Sir Vincent S. Jones was born in Burnside Westmoreland, Cumbria, in Northern England in 1874 the son of a Church of England Clergyman.[i] He came to Newfoundland around 1910 to work for the Anglo-Newfoundland Development Company. Around the same time he became superintendent of the Grand Falls mills for the AND Co and was largely responsible for overseeing operations and the expansion of the mill in 1912. Jones’ professional background and education is hard to ascertain, but he was from a well to do family and was educated and had done some military service with the Border Regiment before World War One. His coming to Newfoundland might have had something to do with His Uncle, Llewellyn Jones, who was once the bishop of Newfoundland.[ii]And was consecrated Bishop of the Colony in 1878.[iii]
Called to back to the Border Regiment in India at the outbreak of war in 1914-15 Jones served there during the war and on the North West Frontier and in the Third Afghan War of 1919 and on the North West Frontier of India.[iv] Sometime after he left the service Jones returned to Grand Falls and a position of importance with A.N.D. In 1931 Jones was solidified in his position as Resident General Manager and Vice President of the A.N.D Company. He remained so until the 1940’s and in such a capacity would have been one of the most powerful men on the Island.

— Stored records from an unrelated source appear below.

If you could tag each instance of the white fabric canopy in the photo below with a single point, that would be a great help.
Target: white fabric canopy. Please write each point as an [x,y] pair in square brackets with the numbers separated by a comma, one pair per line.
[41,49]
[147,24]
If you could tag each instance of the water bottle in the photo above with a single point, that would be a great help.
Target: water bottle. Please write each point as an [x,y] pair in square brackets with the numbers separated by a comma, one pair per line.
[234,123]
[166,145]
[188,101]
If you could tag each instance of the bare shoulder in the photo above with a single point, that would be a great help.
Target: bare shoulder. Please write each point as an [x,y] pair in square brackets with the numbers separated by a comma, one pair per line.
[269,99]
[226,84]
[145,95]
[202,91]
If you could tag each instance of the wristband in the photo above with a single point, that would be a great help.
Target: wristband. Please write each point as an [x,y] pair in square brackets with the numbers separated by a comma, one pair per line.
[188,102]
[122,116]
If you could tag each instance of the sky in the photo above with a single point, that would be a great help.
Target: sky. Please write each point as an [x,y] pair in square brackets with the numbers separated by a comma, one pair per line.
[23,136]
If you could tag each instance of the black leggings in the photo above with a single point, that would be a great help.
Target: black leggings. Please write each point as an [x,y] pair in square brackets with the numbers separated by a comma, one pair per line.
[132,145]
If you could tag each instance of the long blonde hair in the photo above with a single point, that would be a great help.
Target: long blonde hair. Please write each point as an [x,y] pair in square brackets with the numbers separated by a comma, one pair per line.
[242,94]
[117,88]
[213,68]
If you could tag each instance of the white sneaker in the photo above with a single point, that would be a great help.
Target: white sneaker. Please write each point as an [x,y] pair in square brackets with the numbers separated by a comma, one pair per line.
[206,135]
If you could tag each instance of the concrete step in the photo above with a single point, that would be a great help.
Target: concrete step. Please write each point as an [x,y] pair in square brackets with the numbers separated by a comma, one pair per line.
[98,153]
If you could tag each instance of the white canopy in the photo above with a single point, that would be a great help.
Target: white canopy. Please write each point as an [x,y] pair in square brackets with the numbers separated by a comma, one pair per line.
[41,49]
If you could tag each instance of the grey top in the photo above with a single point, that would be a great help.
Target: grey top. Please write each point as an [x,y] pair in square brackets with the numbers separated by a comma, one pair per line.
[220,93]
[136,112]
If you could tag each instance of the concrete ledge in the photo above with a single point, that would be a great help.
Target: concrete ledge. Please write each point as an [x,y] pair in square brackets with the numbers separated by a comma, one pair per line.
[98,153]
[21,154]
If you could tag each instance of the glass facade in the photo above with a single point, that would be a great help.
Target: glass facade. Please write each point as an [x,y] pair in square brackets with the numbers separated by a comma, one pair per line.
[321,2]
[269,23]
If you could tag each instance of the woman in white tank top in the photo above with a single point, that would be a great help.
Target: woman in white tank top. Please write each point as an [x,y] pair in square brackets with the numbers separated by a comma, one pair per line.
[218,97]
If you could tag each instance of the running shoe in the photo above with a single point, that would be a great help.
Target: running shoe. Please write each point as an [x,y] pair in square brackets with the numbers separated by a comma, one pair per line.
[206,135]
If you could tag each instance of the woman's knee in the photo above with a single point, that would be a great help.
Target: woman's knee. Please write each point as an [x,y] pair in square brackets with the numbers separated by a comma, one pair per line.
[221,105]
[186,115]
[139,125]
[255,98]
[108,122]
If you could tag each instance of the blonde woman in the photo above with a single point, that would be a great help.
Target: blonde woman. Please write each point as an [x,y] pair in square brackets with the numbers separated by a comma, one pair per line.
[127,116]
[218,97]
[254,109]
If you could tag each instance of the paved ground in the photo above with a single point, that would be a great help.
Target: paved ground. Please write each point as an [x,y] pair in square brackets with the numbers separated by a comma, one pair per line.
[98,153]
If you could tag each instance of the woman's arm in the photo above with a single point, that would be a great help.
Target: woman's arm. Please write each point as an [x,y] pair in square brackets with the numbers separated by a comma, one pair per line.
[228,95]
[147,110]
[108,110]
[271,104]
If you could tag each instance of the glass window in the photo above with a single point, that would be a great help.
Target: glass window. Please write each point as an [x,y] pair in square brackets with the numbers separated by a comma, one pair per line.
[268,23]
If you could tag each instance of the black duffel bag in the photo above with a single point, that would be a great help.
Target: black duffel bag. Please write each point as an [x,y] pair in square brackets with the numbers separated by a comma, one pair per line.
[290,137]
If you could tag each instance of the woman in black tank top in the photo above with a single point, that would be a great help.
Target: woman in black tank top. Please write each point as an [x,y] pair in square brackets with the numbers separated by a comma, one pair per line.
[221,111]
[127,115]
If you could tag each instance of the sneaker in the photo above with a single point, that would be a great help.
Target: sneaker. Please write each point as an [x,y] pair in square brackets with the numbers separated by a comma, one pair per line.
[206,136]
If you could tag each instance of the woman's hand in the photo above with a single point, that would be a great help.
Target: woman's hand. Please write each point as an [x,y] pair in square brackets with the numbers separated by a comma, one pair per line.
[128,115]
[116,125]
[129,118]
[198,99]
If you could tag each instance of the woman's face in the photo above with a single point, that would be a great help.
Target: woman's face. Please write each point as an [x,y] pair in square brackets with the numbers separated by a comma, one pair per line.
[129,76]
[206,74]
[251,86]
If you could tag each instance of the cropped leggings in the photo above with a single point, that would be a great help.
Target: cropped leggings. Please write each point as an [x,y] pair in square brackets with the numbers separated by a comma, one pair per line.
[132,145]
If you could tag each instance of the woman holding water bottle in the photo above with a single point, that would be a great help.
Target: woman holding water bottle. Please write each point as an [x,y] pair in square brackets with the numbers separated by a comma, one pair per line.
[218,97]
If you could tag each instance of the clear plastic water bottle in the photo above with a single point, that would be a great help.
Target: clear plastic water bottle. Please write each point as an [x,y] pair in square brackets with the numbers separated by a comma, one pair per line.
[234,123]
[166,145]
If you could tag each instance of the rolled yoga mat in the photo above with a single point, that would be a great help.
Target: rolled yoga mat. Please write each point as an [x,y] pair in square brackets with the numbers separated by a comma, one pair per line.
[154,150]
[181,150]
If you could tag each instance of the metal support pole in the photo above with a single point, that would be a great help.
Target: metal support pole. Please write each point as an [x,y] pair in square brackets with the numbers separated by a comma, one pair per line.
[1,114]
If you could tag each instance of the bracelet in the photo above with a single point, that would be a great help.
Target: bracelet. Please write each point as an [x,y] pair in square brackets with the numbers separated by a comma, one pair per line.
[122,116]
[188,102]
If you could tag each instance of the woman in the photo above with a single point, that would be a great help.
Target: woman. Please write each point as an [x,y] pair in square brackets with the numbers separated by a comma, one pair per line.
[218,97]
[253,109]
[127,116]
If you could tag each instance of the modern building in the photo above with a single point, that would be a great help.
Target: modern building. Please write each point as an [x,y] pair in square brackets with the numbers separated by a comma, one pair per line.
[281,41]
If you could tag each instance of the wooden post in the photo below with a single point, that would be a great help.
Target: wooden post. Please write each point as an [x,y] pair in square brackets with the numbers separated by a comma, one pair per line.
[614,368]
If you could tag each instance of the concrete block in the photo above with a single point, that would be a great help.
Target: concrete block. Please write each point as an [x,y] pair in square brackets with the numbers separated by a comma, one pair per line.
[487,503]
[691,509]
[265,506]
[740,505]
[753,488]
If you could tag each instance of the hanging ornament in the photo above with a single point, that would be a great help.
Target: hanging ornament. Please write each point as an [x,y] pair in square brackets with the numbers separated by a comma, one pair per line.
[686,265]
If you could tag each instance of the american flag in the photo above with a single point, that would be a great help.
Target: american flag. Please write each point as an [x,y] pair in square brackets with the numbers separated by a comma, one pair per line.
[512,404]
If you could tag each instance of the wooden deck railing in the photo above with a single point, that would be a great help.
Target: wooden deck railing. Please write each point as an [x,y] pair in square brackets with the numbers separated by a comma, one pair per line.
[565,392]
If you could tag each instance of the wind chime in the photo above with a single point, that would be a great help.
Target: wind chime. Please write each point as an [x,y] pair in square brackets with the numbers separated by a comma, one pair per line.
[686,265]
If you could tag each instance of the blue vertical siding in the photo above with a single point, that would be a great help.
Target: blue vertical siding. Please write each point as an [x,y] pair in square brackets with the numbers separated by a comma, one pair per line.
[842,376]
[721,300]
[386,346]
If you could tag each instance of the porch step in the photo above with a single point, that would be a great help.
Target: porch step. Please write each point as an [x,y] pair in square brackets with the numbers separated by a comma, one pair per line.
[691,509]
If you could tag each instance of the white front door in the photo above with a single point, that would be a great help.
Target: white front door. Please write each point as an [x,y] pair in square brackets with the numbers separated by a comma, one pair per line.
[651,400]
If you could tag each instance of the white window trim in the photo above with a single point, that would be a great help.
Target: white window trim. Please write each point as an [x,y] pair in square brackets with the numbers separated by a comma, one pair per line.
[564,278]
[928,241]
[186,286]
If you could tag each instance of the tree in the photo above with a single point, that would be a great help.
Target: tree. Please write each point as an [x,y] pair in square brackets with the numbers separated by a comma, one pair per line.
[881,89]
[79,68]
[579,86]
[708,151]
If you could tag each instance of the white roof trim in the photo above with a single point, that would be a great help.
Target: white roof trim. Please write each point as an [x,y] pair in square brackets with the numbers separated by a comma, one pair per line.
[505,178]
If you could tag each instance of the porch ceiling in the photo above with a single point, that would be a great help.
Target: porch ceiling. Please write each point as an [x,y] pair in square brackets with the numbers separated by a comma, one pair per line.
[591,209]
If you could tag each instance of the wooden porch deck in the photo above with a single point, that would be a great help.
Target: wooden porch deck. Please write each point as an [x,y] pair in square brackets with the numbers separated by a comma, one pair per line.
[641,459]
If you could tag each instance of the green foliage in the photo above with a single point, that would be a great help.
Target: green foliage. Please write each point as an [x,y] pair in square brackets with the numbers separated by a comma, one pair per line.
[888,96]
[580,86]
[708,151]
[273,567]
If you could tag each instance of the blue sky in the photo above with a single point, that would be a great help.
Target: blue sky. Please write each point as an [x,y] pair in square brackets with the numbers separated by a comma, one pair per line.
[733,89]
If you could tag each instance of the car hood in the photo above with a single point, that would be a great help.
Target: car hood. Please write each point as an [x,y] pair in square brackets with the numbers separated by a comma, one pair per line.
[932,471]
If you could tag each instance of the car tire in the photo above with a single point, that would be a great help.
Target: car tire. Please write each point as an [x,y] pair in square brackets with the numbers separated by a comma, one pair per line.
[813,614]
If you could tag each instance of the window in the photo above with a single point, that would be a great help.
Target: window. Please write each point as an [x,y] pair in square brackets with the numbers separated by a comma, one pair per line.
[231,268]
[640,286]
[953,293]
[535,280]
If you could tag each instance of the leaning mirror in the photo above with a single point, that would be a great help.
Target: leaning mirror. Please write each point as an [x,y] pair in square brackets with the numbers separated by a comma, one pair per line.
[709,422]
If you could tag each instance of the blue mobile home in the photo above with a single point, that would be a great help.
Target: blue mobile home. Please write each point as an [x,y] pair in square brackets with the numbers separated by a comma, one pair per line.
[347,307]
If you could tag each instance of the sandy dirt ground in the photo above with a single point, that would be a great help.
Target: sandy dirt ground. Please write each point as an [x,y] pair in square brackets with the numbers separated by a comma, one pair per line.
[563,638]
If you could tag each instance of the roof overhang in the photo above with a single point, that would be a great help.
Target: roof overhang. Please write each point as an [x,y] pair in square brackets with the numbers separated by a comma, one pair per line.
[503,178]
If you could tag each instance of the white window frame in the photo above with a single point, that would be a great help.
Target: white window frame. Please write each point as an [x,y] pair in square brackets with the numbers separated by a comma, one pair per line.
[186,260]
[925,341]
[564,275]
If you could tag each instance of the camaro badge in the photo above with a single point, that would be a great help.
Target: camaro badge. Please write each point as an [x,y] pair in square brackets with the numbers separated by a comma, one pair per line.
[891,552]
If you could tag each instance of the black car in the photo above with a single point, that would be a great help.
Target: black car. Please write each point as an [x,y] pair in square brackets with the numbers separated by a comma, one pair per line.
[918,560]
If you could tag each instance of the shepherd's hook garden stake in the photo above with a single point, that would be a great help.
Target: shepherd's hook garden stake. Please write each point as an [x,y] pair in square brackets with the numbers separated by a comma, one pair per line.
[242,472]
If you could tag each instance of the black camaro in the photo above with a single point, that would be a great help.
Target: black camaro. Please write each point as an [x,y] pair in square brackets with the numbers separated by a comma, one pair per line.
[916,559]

In 1941 he was named a Knight Commander of the British Empire and in Grand Falls he was named an honorary colonel of the Home Guard.
Jones seems to have had a love of sport and was a noted cricket and tennis player. He had tennis courts installed on the grounds of the Grand Falls House during his tenure and encouraged all sporting activities in the town. This support of sport culminated with his donation of the Jones Shield.
Jones and his Wife Mary became important pillars in the community-the proverbial father and mother of a paternalistic company town. They had two children and their son Desmond became an accomplished naval officer who served in WW2 and later rose to become the Military attaché to Argentina and later Naval Aide De Camp to the Queen.[vi]
Jones remained in Newfoundland until 1946 when he retired and returned to England at the Age of 72. He lived into his nineties and retained close contacts with the town that he was closely connected with for so many years. As late as 1966-the year before his death the AND News Log carried a letter from him. Through his tenure as manager the mill expanded a number of times and weathered the Great Depression. His memory will no doubt live on because of the trophy he donated and the 60 plus years of intercollegiate hockey rivalry associated with it.